After getting pummeled in 2020, real estate has shown a comeback despite many problems related to the change in work and shopping patterns.  Representing about 4% of the stock market, Real Estate is up 29% on the year and an impressive 8% in October.

Technology stocks which represent 25% of US markets have been top performers for years.  After valuations drifted sideways or downward over the summer, Tech was up 12% to 27% in October.  Tech excludes stocks like Google or Facebook which are in Communications and Amazon which is in Consumer Cyclicals.

The weakest market segment was in bonds.  As rates begin to increase, the value of bonds has begun to decline as investors look for higher returns.  While most of the early increases in rates are shorter in maturity, longer-term rates will adjust higher over time.  Whether it is long-dated bonds or high yield debt, these two areas of the market appear to represent the most downside risk.  As an example, a 0.2% increase in the yield on 10 year Treasuries eliminates one full year of interest from returns.

Looking at the Dow 30, the trailing Price-to-Earnings Ratio (P/E ratio) was 23x at the end of the month.  Stated differently, stocks were valued at 23 years of earnings.  If we compare this with 25.7x from one year ago, you can see that valuations have become more reasonable.  Looking at the forward P/E ratio which uses 2022 earnings estimates, the ratio improves from 22.3x to 18.8x.  What this tells us is that the value of the index is higher than last year, but the cost of the underlying stocks has improved.  Better prices means that the dividend yield has fallen from 2.3% last year to 1.8% for this index.

The S&P 500 had a trailing P/E ratio of 29.3x at the end of October which is significantly better than the pricey 37.3x level of one year ago.  Looking at 2022, the P/E is expected to decline to a more reasonable 22.4x.  Due to the emphasis on large tech stocks with this index, the dividend yield at 1.3% is 0.5% behind the Dow 30 and 0.5% lower than 2020.

Negative real rates create a near-perfect financing market for large corporations.  As a reminder, negative real rates occur when the borrowing rate is lower than the inflation rate.  While this negative real rate cycle will not last forever, the Federal Reserve have made it clear that they intend on maintaining a loose monetary policy for longer than most expect.  While the discontinuation of the Fed’s $30 billion/month bond purchase program will lead to higher rates, the Fed have no intent of raising the Fed Funds rate until 2023.

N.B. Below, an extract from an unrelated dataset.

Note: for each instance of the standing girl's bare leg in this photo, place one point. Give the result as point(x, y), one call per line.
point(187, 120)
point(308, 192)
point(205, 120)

While we can expect a slowing in the economy as oil, food and housing costs impact consumer spending, demand remains stronger than supply globally.  So long as the economic environment is supported by strong demand across the world, it is unlikely that we will see a significant decline in stock valuations.  With additional federal spending expected from infrastructure work, economic conditions are expected to remain strong for equities.